Should you plunk that cash into a new home, or rent a home and invest it elsewhere? Do you go for Home Equity (HE), or an Alternative Investment (AI)?

You pop open Excel and compare HE to AI and determine which provides the highest return.

HE gives you two advantages over AI. First, you can sell you home tax free up to \$250K/\$500K single/married (your investment tax rate is 20%). Second, you get to live in your home, so there's no rent to pay.
How to account for these? For the first, you decide to use after tax investment dollars when comparing AI to HE. For the second, you must determine the Equity Discount (ED)- the difference between what a homeowner pays to live in a home he owns and what he would pay to rent or live in a home with a mortgage. You determine the ED in your area is 60%- on other words, if you had to pay \$1000 per month in total costs to rent or own with a mortgage, you'd only pay \$400 if you owned the home outright. This \$400 would go to property taxes, maintenance, and insurance.

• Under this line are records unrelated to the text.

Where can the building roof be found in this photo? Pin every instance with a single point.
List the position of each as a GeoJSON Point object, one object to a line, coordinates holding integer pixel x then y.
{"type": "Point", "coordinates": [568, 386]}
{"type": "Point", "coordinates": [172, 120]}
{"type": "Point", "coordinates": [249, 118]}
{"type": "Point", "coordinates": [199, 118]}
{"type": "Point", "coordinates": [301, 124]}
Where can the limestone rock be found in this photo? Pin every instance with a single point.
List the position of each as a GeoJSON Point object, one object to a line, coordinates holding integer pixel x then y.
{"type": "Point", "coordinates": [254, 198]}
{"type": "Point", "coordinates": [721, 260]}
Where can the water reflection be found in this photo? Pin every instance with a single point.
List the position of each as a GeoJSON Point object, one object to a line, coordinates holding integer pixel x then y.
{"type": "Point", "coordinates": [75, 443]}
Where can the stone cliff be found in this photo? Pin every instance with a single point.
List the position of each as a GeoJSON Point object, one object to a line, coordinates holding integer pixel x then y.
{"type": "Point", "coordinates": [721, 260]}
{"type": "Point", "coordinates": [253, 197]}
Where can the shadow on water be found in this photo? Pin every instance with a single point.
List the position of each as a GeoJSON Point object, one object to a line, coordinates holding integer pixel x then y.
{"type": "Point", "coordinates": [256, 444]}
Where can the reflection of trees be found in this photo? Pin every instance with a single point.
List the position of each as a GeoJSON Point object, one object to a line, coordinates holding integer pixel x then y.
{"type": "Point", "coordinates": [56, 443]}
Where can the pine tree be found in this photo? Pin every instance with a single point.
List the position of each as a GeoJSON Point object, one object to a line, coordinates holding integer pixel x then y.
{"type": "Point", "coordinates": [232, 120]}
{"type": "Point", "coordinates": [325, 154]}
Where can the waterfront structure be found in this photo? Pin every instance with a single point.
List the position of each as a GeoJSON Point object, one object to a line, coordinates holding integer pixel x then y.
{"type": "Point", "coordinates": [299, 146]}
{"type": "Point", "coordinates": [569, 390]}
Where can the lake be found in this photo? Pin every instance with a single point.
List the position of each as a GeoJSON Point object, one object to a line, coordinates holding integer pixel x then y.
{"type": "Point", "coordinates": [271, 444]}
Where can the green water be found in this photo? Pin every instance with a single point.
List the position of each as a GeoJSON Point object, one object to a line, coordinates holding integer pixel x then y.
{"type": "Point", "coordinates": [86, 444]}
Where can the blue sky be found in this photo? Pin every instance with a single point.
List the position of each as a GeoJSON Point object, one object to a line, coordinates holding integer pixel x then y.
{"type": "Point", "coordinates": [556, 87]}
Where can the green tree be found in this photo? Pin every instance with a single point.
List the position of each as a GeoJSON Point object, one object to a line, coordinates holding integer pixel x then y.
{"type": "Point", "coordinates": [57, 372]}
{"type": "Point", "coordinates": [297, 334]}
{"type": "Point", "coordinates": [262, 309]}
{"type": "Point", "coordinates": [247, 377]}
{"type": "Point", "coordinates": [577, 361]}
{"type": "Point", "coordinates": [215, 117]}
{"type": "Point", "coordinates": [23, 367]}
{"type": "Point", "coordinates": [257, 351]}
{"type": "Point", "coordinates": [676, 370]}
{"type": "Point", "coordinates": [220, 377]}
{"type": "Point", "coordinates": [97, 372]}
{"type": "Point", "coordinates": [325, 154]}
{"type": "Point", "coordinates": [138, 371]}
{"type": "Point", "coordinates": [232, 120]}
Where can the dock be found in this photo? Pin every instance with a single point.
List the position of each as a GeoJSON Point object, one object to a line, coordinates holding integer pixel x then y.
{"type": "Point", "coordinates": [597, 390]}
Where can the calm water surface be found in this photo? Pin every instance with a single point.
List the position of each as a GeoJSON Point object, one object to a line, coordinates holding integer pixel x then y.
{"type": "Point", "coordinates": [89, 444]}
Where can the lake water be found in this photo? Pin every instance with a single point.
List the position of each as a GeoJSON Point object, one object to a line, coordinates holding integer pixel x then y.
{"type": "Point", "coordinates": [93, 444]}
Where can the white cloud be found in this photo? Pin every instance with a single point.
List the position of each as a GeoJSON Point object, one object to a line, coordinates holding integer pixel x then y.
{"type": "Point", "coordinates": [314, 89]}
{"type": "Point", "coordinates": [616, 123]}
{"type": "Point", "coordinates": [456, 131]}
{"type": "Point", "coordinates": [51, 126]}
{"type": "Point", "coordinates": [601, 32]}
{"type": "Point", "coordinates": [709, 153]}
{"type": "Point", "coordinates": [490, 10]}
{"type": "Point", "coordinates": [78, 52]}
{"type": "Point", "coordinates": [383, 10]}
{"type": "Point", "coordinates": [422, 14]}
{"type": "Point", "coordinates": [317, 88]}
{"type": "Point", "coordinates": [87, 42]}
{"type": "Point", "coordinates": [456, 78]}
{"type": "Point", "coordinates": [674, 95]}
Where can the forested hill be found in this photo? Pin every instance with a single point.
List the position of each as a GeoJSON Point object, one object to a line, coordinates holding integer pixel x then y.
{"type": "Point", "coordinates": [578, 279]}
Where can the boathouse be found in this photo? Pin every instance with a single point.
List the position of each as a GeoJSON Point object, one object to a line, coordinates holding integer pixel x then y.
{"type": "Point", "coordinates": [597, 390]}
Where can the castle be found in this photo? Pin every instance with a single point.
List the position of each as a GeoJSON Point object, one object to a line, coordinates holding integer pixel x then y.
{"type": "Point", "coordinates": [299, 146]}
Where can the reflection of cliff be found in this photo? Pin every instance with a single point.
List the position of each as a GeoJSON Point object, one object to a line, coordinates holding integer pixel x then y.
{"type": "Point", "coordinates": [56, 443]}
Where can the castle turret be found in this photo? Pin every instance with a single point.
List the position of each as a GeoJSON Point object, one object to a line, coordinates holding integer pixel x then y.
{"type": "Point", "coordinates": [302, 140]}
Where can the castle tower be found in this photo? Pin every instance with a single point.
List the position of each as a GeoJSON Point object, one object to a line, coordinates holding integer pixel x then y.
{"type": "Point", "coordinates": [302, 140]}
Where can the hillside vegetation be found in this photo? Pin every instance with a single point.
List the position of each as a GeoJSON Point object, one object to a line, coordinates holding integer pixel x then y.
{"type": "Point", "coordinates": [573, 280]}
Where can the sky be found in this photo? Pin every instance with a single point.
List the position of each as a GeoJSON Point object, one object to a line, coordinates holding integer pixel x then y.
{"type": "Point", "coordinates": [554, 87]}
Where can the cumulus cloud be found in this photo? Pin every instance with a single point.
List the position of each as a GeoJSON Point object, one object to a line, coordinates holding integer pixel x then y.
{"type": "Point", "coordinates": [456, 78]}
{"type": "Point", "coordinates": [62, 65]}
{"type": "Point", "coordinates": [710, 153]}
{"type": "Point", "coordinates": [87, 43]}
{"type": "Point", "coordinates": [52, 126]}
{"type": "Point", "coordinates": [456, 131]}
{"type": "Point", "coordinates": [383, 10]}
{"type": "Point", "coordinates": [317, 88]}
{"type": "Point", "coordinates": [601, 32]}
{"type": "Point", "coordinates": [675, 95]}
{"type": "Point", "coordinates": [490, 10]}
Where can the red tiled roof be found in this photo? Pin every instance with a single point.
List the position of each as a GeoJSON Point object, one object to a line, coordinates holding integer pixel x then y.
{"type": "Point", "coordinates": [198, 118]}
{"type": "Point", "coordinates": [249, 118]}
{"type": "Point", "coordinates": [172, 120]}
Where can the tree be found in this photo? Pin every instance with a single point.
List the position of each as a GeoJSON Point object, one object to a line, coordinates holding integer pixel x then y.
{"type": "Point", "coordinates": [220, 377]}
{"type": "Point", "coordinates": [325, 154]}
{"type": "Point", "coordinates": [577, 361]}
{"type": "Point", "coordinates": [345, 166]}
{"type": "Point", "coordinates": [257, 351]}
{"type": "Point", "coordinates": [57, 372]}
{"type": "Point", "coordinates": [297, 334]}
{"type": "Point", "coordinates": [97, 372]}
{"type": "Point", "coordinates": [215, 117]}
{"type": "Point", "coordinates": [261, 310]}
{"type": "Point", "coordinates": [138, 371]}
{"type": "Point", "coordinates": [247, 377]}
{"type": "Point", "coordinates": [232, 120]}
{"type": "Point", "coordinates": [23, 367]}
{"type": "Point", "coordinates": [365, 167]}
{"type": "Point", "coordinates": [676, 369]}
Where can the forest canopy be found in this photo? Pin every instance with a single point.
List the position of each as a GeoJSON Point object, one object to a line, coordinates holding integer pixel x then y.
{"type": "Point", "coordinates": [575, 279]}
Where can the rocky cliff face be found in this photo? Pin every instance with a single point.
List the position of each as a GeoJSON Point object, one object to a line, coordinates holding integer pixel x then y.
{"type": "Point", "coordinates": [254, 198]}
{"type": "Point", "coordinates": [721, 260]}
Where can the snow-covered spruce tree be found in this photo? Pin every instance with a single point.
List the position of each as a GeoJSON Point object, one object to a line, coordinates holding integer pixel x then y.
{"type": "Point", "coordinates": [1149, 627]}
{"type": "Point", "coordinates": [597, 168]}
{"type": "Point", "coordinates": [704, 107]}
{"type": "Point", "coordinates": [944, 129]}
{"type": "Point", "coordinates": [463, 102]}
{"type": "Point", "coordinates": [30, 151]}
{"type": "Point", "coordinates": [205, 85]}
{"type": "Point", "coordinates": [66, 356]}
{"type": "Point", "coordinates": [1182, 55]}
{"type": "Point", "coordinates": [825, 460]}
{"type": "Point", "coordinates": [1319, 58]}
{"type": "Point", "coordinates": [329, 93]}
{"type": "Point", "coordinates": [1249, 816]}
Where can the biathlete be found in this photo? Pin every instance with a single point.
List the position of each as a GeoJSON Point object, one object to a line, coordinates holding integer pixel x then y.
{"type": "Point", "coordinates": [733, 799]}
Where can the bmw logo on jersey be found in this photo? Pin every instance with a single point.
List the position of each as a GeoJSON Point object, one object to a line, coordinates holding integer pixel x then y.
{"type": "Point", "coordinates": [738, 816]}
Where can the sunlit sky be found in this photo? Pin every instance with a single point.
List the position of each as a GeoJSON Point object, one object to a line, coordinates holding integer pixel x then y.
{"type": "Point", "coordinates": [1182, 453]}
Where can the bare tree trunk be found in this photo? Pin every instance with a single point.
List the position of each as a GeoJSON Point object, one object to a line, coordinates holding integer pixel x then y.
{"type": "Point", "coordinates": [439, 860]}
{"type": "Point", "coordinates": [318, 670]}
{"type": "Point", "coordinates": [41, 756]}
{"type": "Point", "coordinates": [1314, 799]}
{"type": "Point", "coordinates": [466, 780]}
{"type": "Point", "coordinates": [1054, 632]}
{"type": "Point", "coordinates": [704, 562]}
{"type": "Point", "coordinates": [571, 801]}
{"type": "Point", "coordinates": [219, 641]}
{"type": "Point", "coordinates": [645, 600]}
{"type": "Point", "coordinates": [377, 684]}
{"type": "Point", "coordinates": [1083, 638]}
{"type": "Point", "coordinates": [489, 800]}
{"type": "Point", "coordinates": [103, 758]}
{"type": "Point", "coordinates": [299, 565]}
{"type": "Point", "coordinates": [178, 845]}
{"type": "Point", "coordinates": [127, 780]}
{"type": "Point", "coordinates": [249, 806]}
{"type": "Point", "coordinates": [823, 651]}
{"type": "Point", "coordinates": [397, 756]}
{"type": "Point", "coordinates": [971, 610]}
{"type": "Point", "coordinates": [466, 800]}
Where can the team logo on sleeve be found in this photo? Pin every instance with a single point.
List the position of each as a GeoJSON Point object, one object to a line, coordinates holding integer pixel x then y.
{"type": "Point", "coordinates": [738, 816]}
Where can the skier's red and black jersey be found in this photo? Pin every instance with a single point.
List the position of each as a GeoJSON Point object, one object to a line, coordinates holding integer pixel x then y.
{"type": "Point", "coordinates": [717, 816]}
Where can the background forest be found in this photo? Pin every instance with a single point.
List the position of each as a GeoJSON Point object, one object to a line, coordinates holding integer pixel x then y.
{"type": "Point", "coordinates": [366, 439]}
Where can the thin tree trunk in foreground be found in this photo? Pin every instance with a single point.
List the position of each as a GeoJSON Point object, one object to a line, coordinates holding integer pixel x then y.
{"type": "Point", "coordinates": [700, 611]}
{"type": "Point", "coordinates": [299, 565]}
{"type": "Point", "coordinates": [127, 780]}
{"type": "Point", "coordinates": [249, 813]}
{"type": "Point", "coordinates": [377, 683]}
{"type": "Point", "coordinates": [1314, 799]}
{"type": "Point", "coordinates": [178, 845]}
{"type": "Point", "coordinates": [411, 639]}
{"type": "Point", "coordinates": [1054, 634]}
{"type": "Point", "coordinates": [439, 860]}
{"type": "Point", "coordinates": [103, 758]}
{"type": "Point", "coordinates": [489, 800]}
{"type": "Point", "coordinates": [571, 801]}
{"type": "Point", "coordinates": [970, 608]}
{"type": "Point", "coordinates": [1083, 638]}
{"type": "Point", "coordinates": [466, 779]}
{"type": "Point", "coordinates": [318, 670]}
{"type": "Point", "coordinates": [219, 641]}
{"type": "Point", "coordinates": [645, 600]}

Finally, you realize you need a Gross Rent Multiplier, or GRM. The GRM determines the how much house you can get for your rental dollar. In your area, you determine the GRM is 12. The means the landlord will rent you a home for 1/12th the value of the property annually.
With this information, you know your \$200,000 home will rent for \$1,389 per month, or \$16,667 per year. (The GRM is 12, and 200,000/12 = \$16,667). If you buy the home, it will cost you \$556 per month or \$6,667 per year in expenses (the ED = 60%, \$1,389*.6=\$556).
You expect inflation to be 3% per year, and you estimate your home will appreciate at the same rate (meaning it will not appreciate in real terms).

Assuming no transaction costs, your AI would have to return 10% per year to equal a home appreciating at only 3%. The math works like this: 10% after 20% taxes = 8%. Then you reduce by inflation/home appreciation (3%) to arrive at 5%. 5% of your \$200,000 investment is \$10,000, the same as the annual difference in cost between renting and owning (\$16,667-\$6,667=\$10,000).

Obviously the results can change dramatically depending on your assumptions, but it is a pretty strong argument for home ownership. Any comments or corrections are welcome.